Discovered by Elton John and signed to Elton’s label Rocket Records in the late 1990s, Daniel was paired with legendary producer Fred Maher (10,000 Maniacs, Matthew Sweet, Lou Reed). The resulting disc, Avenue A, was a critical smash, receiving 5-star reviews in various publications and landing on many “best of” lists at the year’s end. Sadly, the party was cut short when a corporate takeover of PolyGram put countless artists, including Cartier, out of a deal.

Defying all odds and despite personal turmoil, Daniel forged ahead. Piecing together a small recording setup, he educated himself on the art of sound engineering and recorded four CD’s on his own. His organic approach to songwriting and prolific ability has resulted in a catalog of 600 songs spanning many different musical styles. Daniel is also currently working on a Christmas album and a CD of cover songs. When not recording or performing Daniel spends his time creating gigantic works of art which have been shown in galleries around America. He also began his acting career with a bang, landing roles in films, and is working on a book about happiness; a subject he is learning more about with each passing day.

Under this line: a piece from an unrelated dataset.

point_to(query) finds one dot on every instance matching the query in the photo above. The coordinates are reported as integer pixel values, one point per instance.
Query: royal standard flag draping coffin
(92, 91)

Daniel’s fascinating experience has included many thrills. The Subway CD recorded live in the tunnels beneath NYC raised thousands of dollars to benefit the homeless. Daniel has hosted countless fundraisers for animal shelters and donates his time and talent to both human- and animal-related charities. He’s been privileged to work with and learn from many accomplished people, among them Daryl Hall and Sir Elton himself. This résumé combined with innate talent makes Daniel’s music inspiring and unique.

Redemption features brilliant work by some of Nashville’s best players along with stunning performances by members of Lynyrd Skynyrd, P-funk All Stars, The Wallflowers and more. From soaring cathedral sounds to down-and-dirty grit, Redemption provides a musical journey that speaks to the soul of every human trying to stay calm in a sometimes-crazy world.